Article Text
Abstract
Statement of Purpose Problems of unit scale and resolution plague population analyses of violence and crime related to alcohol outlets: Crime related to outlets may be located within a block (e.g., assault and battery), residential areas some distance away (e.g., child physical abuse), or diffusely spread across communities (e.g., drunken driving). When a social process is localised, highly resolved spatial analyses can identify local effects; when non-local, highly resolved analyses may miss the mark, identifying no local effects. We (1) conducted multiscale spatial analyses of crime to assess variation in spatial effects and (2) determined whether off-premise outlets, in particular, are associated with crimes in local or adjacent areas.

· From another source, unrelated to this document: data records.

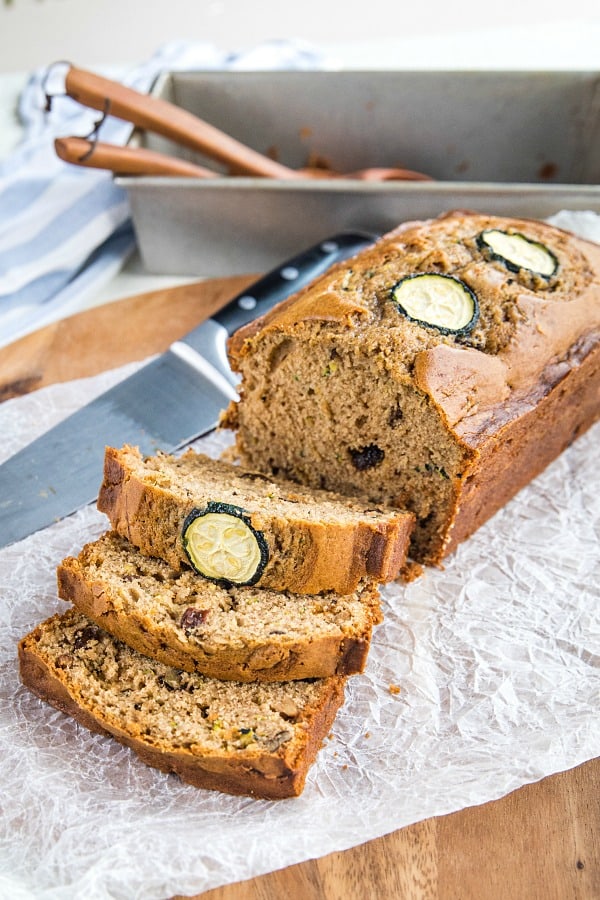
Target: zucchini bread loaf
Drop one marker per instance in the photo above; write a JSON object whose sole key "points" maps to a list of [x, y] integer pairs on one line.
{"points": [[241, 527], [225, 631], [238, 738], [438, 371]]}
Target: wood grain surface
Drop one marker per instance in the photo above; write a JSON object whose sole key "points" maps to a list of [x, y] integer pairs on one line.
{"points": [[542, 841]]}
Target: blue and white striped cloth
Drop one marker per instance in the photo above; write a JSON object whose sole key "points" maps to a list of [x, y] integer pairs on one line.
{"points": [[65, 231]]}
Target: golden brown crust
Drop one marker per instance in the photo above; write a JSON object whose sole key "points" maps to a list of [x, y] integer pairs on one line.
{"points": [[272, 775], [507, 398], [521, 449], [306, 556], [320, 656]]}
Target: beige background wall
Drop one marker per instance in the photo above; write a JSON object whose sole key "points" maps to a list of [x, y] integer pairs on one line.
{"points": [[98, 32]]}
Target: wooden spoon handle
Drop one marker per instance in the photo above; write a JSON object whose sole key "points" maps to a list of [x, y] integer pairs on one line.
{"points": [[162, 117], [125, 160]]}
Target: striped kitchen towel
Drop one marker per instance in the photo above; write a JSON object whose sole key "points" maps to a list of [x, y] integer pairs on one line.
{"points": [[65, 231]]}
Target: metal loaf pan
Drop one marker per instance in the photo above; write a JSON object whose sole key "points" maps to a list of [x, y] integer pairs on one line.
{"points": [[510, 143]]}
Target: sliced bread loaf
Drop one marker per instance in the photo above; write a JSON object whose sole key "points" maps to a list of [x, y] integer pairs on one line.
{"points": [[228, 632], [241, 527], [238, 738], [439, 371]]}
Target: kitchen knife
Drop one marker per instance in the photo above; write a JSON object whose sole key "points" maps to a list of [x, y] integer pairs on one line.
{"points": [[166, 404]]}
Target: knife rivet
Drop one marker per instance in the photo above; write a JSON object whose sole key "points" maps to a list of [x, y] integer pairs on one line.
{"points": [[329, 246]]}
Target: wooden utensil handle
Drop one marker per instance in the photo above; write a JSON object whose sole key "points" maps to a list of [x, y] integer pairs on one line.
{"points": [[162, 117], [125, 160]]}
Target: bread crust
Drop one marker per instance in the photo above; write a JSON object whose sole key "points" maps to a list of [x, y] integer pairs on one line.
{"points": [[318, 656], [305, 556], [269, 775], [507, 401]]}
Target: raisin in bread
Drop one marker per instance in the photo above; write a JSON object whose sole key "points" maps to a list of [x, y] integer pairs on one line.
{"points": [[439, 371], [227, 632], [238, 738], [241, 527]]}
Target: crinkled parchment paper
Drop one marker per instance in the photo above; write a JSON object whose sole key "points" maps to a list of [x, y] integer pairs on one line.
{"points": [[497, 659]]}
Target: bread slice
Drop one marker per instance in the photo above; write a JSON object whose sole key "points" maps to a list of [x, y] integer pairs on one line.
{"points": [[238, 738], [303, 540], [227, 632]]}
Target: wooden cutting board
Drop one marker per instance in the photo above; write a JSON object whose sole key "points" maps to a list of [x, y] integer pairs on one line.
{"points": [[538, 842]]}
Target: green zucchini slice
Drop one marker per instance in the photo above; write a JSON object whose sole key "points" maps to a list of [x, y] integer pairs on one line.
{"points": [[518, 252], [438, 301], [222, 545]]}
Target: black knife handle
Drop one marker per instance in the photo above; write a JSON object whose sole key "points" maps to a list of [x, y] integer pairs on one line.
{"points": [[289, 277]]}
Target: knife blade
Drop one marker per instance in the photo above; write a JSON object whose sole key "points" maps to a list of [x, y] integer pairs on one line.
{"points": [[169, 402]]}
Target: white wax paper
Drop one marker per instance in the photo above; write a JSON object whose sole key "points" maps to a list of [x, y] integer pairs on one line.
{"points": [[497, 659]]}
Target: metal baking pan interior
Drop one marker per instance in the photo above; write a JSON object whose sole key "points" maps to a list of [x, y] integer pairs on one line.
{"points": [[509, 143]]}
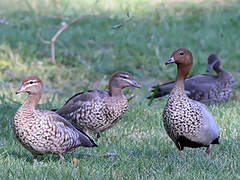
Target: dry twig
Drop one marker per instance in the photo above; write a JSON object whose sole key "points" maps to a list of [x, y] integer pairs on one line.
{"points": [[65, 26]]}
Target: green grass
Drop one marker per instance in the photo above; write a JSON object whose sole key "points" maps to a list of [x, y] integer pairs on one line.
{"points": [[89, 52]]}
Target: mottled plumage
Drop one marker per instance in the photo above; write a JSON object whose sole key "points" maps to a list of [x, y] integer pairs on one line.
{"points": [[205, 88], [99, 110], [187, 122], [43, 132]]}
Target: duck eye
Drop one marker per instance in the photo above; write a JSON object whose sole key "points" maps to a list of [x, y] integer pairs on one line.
{"points": [[124, 77]]}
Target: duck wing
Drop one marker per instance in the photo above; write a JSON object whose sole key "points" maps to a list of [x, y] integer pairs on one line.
{"points": [[79, 100], [195, 86], [65, 133]]}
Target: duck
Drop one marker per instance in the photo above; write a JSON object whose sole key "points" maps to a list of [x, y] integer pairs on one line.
{"points": [[44, 131], [95, 111], [205, 88], [187, 122]]}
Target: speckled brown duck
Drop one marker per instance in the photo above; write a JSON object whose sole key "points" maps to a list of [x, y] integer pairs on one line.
{"points": [[41, 131], [187, 122], [205, 88], [99, 110]]}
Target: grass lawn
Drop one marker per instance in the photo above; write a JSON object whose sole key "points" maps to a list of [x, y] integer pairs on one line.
{"points": [[89, 52]]}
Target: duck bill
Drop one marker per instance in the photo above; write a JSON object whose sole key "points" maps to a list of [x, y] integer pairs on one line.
{"points": [[170, 61], [135, 84], [20, 89]]}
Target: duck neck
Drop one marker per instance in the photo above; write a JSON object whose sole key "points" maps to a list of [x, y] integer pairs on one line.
{"points": [[116, 92], [31, 101], [219, 69], [181, 75]]}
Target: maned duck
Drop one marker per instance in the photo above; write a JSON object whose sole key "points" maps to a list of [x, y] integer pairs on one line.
{"points": [[187, 122], [99, 110], [43, 132], [205, 88]]}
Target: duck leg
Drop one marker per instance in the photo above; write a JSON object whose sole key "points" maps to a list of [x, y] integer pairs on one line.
{"points": [[208, 150], [35, 162], [98, 135], [61, 160]]}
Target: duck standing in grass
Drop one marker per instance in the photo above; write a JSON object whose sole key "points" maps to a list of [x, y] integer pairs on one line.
{"points": [[99, 110], [205, 88], [43, 132], [187, 122]]}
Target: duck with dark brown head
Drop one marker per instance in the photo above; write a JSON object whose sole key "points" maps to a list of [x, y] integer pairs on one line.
{"points": [[187, 122], [41, 131], [205, 88], [99, 110]]}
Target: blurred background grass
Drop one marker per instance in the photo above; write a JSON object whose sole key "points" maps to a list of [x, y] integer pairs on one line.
{"points": [[91, 50]]}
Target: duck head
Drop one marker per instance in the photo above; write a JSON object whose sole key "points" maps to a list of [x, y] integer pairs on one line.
{"points": [[184, 60], [121, 80], [31, 85], [214, 63]]}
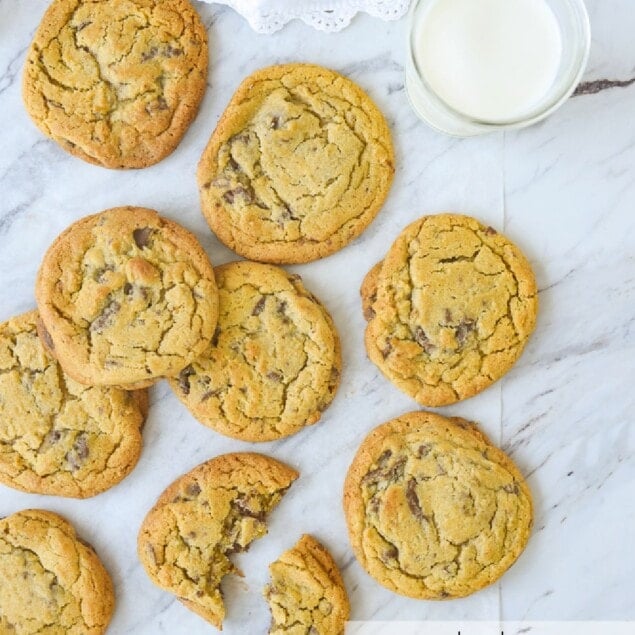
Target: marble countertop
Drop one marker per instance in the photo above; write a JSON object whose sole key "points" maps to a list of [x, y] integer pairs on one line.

Methods/Approach We examined relationships of violent crime incidents for Oakland, CA in 2015 with outlet locations and demographic data measured at Census block, block group and tract geographies. The impacts of aggregation bias were estimated at multiple spatial scales using the Moran’s I test for global autocorrelation. Negative Binomial models assessed relationships between predictors and outcomes across nested and adjacent (spatially lagged) units.
Results Spatial autocorrelation for violent crimes declined from tract to block scales (e.g., assaults, 0.61’”0.29), while effect sizes related to outlets increased (e.g.,+2% at the block group vs. +58% at the block level for assaults). Multiscale analyses revealed that outlet and population effects were highly localised with adjacent (spatial lagged) effects observed at the block level. Critically, effects related to block group measures (e.g., low median household income and poverty) were expressed in identifiable local blocks.
Conclusions Interpretations of crime effects related to neighbourhood conditions are conditional upon unit scale and resolution. Outlet effects are localised but exhibit important non-local (spatial lag) effects.
Significance/Contribution to Injury and Violence Prevention Science Multiscale processes and patterns characterise links between alcohol environments and violent crime.